Lloyd's Maritime and Commercial Law Quarterly
THE MAKING OF THE MARINE INSURANCE CONTRACT: A COMPARISON OF ENGLISH AND U.S. LAW
David G. Condon *
Until recently, because of the similarities between the marine insurance clauses advanced by both the Institute of London Underwriters (ILU) and the Americans Institute of Marine Underwriters, and also because of the large number of North American risks written in the London market, it seemed desirable for United States and English law to follow parallel paths. Two factors have changed the situation considerably. First, and foremost, because of a single decision of the U.S. Supreme Court, there is no longer a uniform U.S. law of marine insurance. Substituted for the previous single body of federal law is the present system of coexistence of federal law with the discrete legal regimes of the 50 individual states. Secondly, the new ILU clauses, although intending to provide substantially the same coverage as before, have introduced a format and language which is much different from previous standard clauses in either the American or London markets. Although those clauses ought to be construed similarly in either market, the first factor mitigates against that result.
Most of the law of marine insurance deals with contract construction. However, a quintessential segment of this body of law concerns the making of the marine insurance contract itself and applies regardless of the form or language of any single contract. This paper examines how that law, as it has been developing in the U.S., compares to established English law.
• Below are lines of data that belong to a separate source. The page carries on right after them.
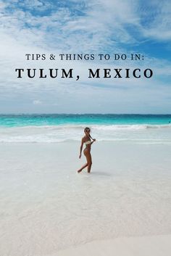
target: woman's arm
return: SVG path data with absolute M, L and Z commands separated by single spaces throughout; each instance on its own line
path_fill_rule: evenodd
M 93 141 L 91 141 L 91 144 L 92 144 L 94 141 L 96 141 L 96 139 L 93 139 Z
M 83 149 L 83 143 L 84 143 L 84 139 L 82 138 L 82 140 L 81 140 L 81 144 L 80 144 L 80 155 L 79 155 L 79 158 L 81 157 L 81 152 L 82 152 L 82 149 Z

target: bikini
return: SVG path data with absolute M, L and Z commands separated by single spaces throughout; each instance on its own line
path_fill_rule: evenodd
M 85 145 L 88 145 L 91 143 L 91 141 L 87 141 L 85 142 Z

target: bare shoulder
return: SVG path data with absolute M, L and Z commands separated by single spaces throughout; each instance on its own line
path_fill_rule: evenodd
M 82 142 L 85 142 L 85 141 L 86 141 L 86 136 L 83 136 L 83 137 L 82 138 L 82 139 L 81 139 L 81 141 L 82 141 Z

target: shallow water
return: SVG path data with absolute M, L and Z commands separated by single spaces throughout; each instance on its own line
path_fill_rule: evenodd
M 78 152 L 74 141 L 1 147 L 1 255 L 170 234 L 170 145 L 97 142 L 90 175 L 76 173 Z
It is in this area that both the differences and similarities are the most instructive and, perhaps, the most interesting.
Introduction 1
The English law of marine insurance has occupied an exalted position in U.S. law. To begin with, in those jurisdictions incorporating English decisions and statutes predating ratification of the U.S. Constitution, such law has the force of law (and this applies, of course, to all branches of such law), except insofar as it has been subsequently modified by U.S. statutory or case law. Beyond that simple state of affairs, no less an authority than that of the U.S. Supreme Court has pronounced on several occasions that English decisions in the field of marine insurance are to be given great weight. As Justice Holmes said, after citing several decisions with respect to the construction of a New York War Risks policy insuring cargo on an Italian ship: “There are special reasons for keeping in harmony with the marine insurance laws of England, the great field of this business …”.2
* Counsel, International and Special Risk Law Department CIGNA Corporation (Member of the California Bar). © David G. Condon 1986.
1 The topics discussed herein follow the chapter headings in the first seven chapters of Marine Insurance (4th edn.), E.R. Hardy Ivamy, London, 1985, with that author’s kind permission. That work may be consulted for corresponding English authority with respect to the relevant propositions set forth in this article
2 Queen Ins. Co. of America v. Globe & Rutgers Fire Ins. Co., 263 U.S. 487 (S.Ct., 1923), at 493. See also, e.g., Northwestern Mutual L.I. v. Lenard, 1974 A.M.C. 877 (2 C.A.); Eastern Prince—U.S.S. Roustabout, 1944 A.M.C. 727 (W.D. Wash.)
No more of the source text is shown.